Question : Is there a straightforward way to split pandas dataframe into multiple groups based on index, apply a pre-defined function to calculate a new feature and combine the groups back to original shape with extended feature?
I'm trying to enrich features in NYC GreenTaxi Data as shown below,
Loading data and defining process function
import pandas as pd
from geopy.geocoders import Nominatim
import os
import urllib.request
#Downloading the data, if not present
if not os.path.exists('./gc_data_sept15.csv'):
urllib.request.urlretrieve('https://s3.amazonaws.com/nyc-tlc/trip+data/green_tripdata_2015-09.csv', './gc_data_sept15.csv')
#load the data
greentaxi_data = pd.read_csv('./gc_data_sept15.csv')

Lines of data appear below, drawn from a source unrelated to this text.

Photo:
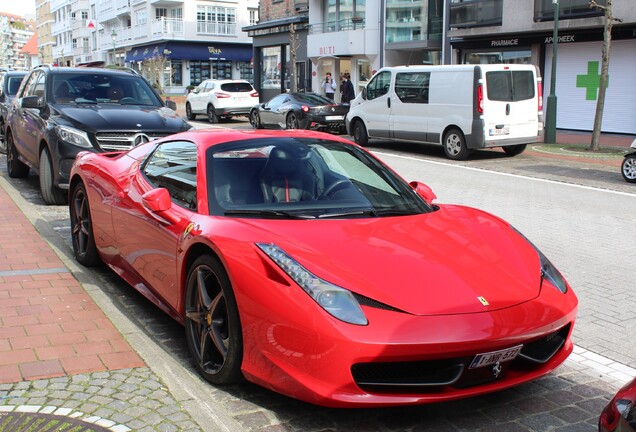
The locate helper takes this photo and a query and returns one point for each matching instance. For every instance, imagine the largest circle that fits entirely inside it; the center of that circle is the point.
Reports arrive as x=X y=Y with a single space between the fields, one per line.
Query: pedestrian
x=329 y=86
x=348 y=93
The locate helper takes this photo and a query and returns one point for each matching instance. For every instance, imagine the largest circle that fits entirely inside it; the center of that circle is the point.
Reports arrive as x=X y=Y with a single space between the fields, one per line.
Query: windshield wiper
x=268 y=213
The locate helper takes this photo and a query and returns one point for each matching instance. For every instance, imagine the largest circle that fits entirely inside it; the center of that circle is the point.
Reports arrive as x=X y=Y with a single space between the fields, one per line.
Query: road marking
x=505 y=174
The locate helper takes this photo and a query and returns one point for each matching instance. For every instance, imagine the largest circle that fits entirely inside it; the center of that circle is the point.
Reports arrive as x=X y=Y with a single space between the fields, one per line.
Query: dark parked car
x=620 y=414
x=300 y=111
x=59 y=112
x=10 y=81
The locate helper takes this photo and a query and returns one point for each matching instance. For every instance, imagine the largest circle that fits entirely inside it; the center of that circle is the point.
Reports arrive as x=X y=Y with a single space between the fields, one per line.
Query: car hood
x=437 y=263
x=106 y=117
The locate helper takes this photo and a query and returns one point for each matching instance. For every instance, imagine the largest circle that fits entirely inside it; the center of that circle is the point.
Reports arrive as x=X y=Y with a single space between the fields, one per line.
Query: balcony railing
x=544 y=9
x=216 y=28
x=170 y=26
x=336 y=26
x=476 y=13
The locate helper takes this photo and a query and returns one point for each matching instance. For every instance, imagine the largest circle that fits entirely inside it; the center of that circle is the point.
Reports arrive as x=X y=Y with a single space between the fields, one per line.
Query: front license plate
x=493 y=357
x=502 y=131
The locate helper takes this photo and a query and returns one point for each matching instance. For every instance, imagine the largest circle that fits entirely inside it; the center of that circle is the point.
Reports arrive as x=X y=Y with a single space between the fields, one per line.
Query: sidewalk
x=59 y=352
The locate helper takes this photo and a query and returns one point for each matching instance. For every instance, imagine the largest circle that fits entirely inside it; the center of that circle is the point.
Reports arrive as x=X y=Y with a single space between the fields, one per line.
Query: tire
x=514 y=150
x=189 y=114
x=255 y=120
x=15 y=167
x=82 y=234
x=359 y=131
x=212 y=324
x=455 y=145
x=212 y=117
x=628 y=168
x=52 y=194
x=291 y=122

#functionality to get the county based on co-ordinates, using geolocator api of geopy
def getCounty(coords,geolocator):
location = geolocator.reverse(coords)
if location.raw is not None and location.raw['address']['county'] is not None:
return location.raw['address']['county'].split()[0]
else :
return 'Unknown'
Checking functionality over a subset
#define geolocator and derive a Pickup_borough
subset_ = greentaxi_data[:100]
geolocator = Nominatim(timeout=5000)
subset_['Pickup_borough'] = subset_.apply(\
lambda row: getCounty((row['Pickup_latitude'],\
row['Pickup_longitude']),geolocator),axis=1)
This works
>>> subset_['Pickup_borough'].head(5)
0 Kings
1 Bergen
2 Queens
3 Queens
4 Kings
But when I try to do it on the original dataframe inspite of repeated attempts with an higher timeout, I keep getting 'Service timedout' after a certain index.
So here's my question, Is there a way where I could split the dataframe to a subset of say 1000 indexes, apply the function above and combine the result back to original dataframe shape.
Original Data Size :
>>> greentaxi_data.shape
(1494926, 21)